To close out this blog post, I offer one of my favorite little snippets of writing from It, and one of my favorite bits of writing overall. I'm not sure from whose perspective we're seeing here, but perhaps that's part of what makes it so universal.
So you leave, and there is an urge to look back, to look back just once as the sunset fades, to see that severe New England skyline one final time-the spires, the Standpipe, Paul with his axe slung over his shoulder. But it is perhaps not such a good idea to look back—allthe stories say so. Look what happened to Lot’s wife. Best not to look back. Best to believe there will be happily ever afters all the way around—andso there may be; who is to say there will not be such endings? Not all boats which sail away into darkness never find the sun again, or the hand of another child; if life teaches anything at all, it teaches that there are so many happy endings that the man who believes there is no God needs his rationality called into serious question.
You leave and you leave quick when the sun starts to go down, he thinks in this dream. That’s what you do. And if you spare a last thought, maybe it’s ghosts you wonder about ... the ghosts of children standing in the water at sunset, standing in a circle, standing with their hands joined together, their faces young, sure, but tough ... tough enough, anyway, to give birth to the people they will become, tough enough to understand, maybe, that the people they will become must necessarily birth the people they were before they can get on with trying to understand simple mortality. The circle closes, the wheel rolls, and that’s all there is.

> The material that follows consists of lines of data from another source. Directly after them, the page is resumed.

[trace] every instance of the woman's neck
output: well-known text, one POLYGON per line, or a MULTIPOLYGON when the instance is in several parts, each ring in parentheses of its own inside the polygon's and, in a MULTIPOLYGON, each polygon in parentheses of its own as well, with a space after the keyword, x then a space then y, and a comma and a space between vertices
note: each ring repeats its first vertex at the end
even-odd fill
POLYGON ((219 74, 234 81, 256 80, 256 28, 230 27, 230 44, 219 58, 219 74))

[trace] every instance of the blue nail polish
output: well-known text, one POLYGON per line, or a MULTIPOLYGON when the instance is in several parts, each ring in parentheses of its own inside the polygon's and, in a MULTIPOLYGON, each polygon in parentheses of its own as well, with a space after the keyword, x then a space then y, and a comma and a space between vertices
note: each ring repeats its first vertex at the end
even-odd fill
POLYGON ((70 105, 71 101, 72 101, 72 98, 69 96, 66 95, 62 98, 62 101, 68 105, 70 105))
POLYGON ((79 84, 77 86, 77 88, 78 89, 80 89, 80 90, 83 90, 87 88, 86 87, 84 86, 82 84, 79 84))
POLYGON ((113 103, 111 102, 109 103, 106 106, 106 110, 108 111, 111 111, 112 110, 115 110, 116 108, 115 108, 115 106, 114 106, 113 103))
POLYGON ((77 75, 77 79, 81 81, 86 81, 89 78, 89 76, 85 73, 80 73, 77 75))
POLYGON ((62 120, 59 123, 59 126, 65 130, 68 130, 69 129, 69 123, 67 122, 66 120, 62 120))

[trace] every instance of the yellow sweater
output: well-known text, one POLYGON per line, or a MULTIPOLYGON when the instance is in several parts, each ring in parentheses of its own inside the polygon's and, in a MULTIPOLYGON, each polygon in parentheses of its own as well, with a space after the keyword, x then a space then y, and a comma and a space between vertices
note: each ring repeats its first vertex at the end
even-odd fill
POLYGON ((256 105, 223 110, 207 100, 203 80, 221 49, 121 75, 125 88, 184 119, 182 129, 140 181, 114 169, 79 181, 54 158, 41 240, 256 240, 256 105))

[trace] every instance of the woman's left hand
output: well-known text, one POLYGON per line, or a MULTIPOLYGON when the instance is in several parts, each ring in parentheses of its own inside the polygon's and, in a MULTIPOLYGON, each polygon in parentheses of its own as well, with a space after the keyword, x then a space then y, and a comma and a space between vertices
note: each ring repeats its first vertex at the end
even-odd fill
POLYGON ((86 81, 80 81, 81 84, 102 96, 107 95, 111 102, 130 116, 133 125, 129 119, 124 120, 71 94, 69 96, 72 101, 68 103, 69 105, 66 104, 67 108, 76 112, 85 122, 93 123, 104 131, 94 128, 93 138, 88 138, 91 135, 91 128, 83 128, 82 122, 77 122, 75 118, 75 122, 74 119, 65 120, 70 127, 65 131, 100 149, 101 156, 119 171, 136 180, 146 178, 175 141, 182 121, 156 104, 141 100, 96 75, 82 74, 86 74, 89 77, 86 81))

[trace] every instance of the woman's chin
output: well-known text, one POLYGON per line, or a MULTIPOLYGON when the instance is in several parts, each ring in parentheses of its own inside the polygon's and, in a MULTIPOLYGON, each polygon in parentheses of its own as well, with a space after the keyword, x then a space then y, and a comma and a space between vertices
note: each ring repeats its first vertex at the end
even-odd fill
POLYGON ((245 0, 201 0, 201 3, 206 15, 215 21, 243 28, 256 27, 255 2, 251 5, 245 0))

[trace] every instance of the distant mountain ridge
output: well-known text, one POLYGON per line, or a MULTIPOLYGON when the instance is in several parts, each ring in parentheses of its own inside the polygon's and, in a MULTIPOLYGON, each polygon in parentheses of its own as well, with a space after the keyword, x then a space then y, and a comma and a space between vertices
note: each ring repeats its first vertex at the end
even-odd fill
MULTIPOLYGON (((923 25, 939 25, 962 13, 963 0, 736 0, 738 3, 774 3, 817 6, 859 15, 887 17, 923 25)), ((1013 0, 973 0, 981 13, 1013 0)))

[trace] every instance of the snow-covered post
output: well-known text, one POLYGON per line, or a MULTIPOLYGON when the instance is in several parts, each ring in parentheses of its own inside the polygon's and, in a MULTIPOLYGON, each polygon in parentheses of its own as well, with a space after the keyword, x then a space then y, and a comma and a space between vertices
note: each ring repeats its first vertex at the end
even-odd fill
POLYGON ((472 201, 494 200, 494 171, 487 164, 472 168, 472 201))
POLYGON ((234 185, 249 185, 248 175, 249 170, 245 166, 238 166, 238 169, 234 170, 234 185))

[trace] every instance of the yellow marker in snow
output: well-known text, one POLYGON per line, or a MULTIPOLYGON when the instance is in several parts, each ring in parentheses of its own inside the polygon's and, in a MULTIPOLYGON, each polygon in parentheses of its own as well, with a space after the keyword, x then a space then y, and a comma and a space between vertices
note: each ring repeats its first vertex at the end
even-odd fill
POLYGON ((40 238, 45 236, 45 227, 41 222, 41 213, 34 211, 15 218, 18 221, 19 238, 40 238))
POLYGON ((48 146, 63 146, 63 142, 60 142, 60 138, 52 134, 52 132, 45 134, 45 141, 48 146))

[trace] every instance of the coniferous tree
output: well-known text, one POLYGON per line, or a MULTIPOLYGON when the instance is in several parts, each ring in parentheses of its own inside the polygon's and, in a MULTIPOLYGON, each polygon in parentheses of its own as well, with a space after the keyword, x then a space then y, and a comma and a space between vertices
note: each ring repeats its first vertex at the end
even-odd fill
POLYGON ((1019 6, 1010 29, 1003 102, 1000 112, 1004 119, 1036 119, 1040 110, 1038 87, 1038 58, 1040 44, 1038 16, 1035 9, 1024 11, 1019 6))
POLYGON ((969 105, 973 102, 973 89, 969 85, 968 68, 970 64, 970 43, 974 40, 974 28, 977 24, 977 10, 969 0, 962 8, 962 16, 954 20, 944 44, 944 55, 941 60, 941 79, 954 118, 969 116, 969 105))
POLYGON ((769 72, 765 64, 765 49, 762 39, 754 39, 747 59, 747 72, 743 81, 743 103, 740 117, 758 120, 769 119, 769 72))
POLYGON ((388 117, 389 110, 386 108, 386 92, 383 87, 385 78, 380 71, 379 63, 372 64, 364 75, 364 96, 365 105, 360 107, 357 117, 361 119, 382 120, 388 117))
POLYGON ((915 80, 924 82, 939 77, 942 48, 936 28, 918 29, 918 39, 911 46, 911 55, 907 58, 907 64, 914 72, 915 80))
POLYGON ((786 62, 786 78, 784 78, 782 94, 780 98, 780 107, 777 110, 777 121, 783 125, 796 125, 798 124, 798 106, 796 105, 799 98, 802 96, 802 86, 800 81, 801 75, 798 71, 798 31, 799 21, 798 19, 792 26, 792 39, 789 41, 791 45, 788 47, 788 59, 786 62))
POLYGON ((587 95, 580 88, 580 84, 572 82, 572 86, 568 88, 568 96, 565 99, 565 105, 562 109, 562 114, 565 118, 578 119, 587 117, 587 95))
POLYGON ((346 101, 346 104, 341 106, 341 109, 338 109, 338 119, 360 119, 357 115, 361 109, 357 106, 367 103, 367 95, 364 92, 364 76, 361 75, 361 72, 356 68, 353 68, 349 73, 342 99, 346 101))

You don’t have to look back to see those children; part of your mind will see them forever, live with them forever, love with them forever. They are not necessarily the best part of you, but they were once the repository of all you could become.
Children I love you. I love you so much.
So drive away quick, drive away while the last of the light slips away, drive away from Derry, from memory ... but not from desire. That stays, the bright cameo of all we were and all we believed as children, all that shone in our eyes even when we were lost and the wind blew in the night.
Drive away and try to keep smiling. Get a little rock and roll on the radio and go toward all the life there is with all the courage you can find and all the belief you can muster. Be true, be brave, stand.
All the rest is darkness.
We've all left home at some point, not knowing if we were leaving home for the last time. That's the thing, isn't it? There will come a time, and perhaps there already has for many things, when each of us will do that thing for the last time. We leave home for the last time. We wave goodbye for the last time. We pick up a baby for the last time. The months and years weave their spell and move forward, slowly during some parts of our lives, heartbreakingly fast during other parts. But these things will always be a part of us, they make us who we are, moments built upon other moments, and friendships built during these moments, like people building their houses in our hearts.